Soy Roberto, un médico dentista que está felizmente casado y que es padre de tres niños. Pero, sobre todo, soy hijo de padres divorciados. Ahora que soy adulto puedo dar mi testimonio sobre el divorcio y su realidad.

 

Tenía sólo ocho años y era hijo único. Mis padres pensaban que, por la edad, no me daba cuenta de las cosas, que no me inquietaba ni me angustiaba. Se equivocaron.

No fui testigo de sus altercados, pero mucho antes de que se separaran, y sin que ellos lo imaginaran, percibí la ausencia de alegría y manifestaciones de cariño entre ellos, como quien respira un indefinible aire enrarecido. Una situación por la que, confundido, sentía cierta culpa, pensaba: “si ellos están mal, yo también estoy mal” o tal vez “ellos están bien y yo mal”, llegué a pensar que si era así… tal vez, no debí haber nacido o no querían que naciera.

Fingí estar jugando cuando los escuché hablar de un convenio sobre los coches, la casa, los muebles, las cuentas; hablaban con rigidez y de ese modo tocó mi turno. Fui un objeto más en la repartición de sus cosas y supuestas responsabilidades. Quedé como el hijo de un “divorcio afortunado”, pues se me proveyó de techo, medios materiales y educación académica. De esa manera me convertí sólo en un ser al que habían de proveerle, no tanto de afecto, sino de recursos para que saliera adelante. Entre los dos me convirtieron en un niño mimado y exigente, cuyos estados de ánimo trataban de controlar con regalos, en un “te doy, pero no me doy”; para luego regresarme al otro en turno con un frío beso y la mueca de una sonrisa. Seguía sin entenderlo.
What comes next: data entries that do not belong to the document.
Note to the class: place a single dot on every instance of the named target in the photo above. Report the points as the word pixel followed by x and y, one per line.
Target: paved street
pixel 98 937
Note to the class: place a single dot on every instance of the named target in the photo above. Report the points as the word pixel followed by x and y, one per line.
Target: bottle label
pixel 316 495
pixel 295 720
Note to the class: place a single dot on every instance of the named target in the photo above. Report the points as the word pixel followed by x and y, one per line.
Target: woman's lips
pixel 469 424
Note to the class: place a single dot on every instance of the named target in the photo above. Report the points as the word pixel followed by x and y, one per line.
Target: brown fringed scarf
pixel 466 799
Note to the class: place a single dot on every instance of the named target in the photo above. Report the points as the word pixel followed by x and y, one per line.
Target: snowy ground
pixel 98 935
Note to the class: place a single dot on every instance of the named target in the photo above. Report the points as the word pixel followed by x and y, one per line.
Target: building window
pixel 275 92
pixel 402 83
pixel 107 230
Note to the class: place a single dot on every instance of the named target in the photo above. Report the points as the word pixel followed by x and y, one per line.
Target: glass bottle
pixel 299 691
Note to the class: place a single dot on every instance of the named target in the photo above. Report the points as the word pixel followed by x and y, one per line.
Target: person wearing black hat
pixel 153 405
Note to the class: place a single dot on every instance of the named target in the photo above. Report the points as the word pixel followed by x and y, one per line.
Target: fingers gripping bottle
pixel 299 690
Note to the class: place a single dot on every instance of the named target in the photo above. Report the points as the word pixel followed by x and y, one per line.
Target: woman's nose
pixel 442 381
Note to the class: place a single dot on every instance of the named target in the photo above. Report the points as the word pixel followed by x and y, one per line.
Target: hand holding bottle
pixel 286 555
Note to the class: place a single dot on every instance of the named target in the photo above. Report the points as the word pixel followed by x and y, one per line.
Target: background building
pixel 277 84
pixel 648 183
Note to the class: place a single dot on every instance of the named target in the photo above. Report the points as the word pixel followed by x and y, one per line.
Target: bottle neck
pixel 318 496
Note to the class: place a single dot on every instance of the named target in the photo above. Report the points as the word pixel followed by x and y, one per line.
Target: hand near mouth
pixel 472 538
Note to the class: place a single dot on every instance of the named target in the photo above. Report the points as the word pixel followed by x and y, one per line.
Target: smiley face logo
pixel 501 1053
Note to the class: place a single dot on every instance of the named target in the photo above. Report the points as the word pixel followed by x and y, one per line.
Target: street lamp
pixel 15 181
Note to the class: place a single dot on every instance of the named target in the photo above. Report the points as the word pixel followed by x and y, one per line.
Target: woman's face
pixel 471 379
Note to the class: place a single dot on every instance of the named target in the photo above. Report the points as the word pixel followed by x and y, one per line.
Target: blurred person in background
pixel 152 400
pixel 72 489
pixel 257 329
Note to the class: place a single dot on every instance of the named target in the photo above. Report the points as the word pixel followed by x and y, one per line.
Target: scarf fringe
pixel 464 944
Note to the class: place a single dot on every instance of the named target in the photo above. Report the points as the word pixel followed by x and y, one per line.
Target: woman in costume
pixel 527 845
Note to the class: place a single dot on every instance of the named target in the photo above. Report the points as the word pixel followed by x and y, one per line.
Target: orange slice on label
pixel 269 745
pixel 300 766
Por las noches, en pesadillas, un monstruo me asustaba y con tormento esperaba a que se esfumara. Se lo pedí a los reyes magos pero él se quedó, así que tuve que acostumbrarme y llamarlo por su nombre. Fue así que la palabra divorcio formó parte de mí, y a medida que crecía se me involucró más y más en la triste realidad del drama de aquellos dos adultos. Un drama en el que fueron capaces de desechar lo que era más importante para mí: nuestra familia.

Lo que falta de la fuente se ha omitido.